Le revirement du gouvernement heurte une partie de sa majorité.

Michel Soudais  • 2 mai 2013 abonné·es

Le veto de François Hollande à toute amnistie sociale déchire la gauche. Après avoir laissé le Sénat adopter, à deux voix de majorité, une amnistie sociale a minima, le 27 février – Christiane Taubira avait salué « le courage du Sénat » qui avait su « faire œuvre de justice »  –, le gouvernement a brusquement fait volte-face, le 24 avril. Le ministre des relations avec le Parlement, Alain Vidalies, en a fait l’annonce sur France Info, aussitôt suivi sur BFM-TV par le président du groupe des députés socialistes, Bruno Le Roux, moins de deux heures avant que la commission des lois de l’Assemblée nationale se penche sur cette proposition de loi du Front de gauche. Si le Parti communiste a immédiatement dénoncé une « trahison insupportable », tandis que le Parti de gauche appelait les députés socialistes à « rompre les rangs », la position du gouvernement a aussi irrité les écologistes et nombre de socialistes. « Scandalisé par ce changement de pied aussi brutal », le député (EELV) Sergio Coronado y voit « un signal politique, qui tourne le dos à des revendications syndicales et du monde du travail ». Cette décision « ne peut que susciter, une fois de plus, la colère de celles et de ceux qui, durant cinq ans, ont subi les conséquences des choix politiques du sarkozysme », renchérit sur son blog Noël Mamère, furieux que des ministres aient pu « assimiler, de fait », les Continental et Xavier Mathieu, les faucheurs OGM, les militants du Réseau éducation sans frontières (RESF)… « aux voyous homophobes d’extrême droite dévoyant les manifestations contre le mariage pour tous ». Le revirement du gouvernement a suscité une vive altercation entre Cécile Duflot et Alain Vidalies, le 25 avril au Sénat. Filmée par hasard, mais sans le son, cette dispute « privée » a été confirmée par la ministre dimanche sur BFM-TV. Elle a refusé d’en dévoiler la teneur, mais a rappelé son soutien passé aux syndicalistes de Continental, notamment, et indiqué que sa position n’avait pas changé.

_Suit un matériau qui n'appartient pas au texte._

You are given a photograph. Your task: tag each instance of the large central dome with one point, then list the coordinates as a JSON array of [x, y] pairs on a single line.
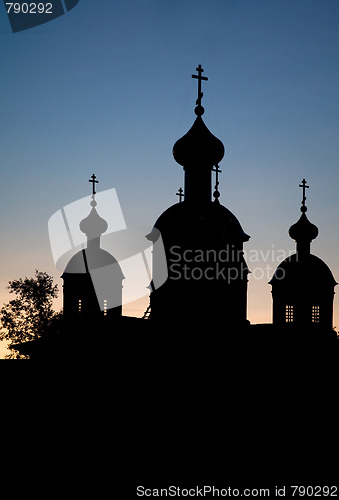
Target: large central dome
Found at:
[[198, 147]]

Au PS, la fronde déborde les rangs de la gauche du parti, dont plusieurs députés, tel Pascal Cherki, ont fait savoir qu’ils voteraient l’amnistie par « fidélité à [leurs] convictions socialistes ». En commission des lois, Patrick Mennucci a mis en garde contre « une erreur politique ». « Ça suffit, cette façon de nous traiter ! », a lancé le député marseillais, furieux d’apprendre à la radio une décision prise sans même un débat dans le groupe socialiste. « La décision du gouvernement […] ne peut engager automatiquement les parlementaires socialistes », soutient Malek Boutih. L’ancien président de SOS-Racisme, désormais député de l’Essonne, demande que le groupe socialiste « décide, en indépendance, de sa position, et qu’un vote soit organisé lors de la prochaine réunion », le mardi 14 mai. Sur son blog, Julien Dray, qui n’est plus député, réfute méthodiquement les arguments du gouvernement et appelle les parlementaires socialistes à « être au rendez-vous » pour éviter que cette « faute politique » ne devienne une « tache indélébile ».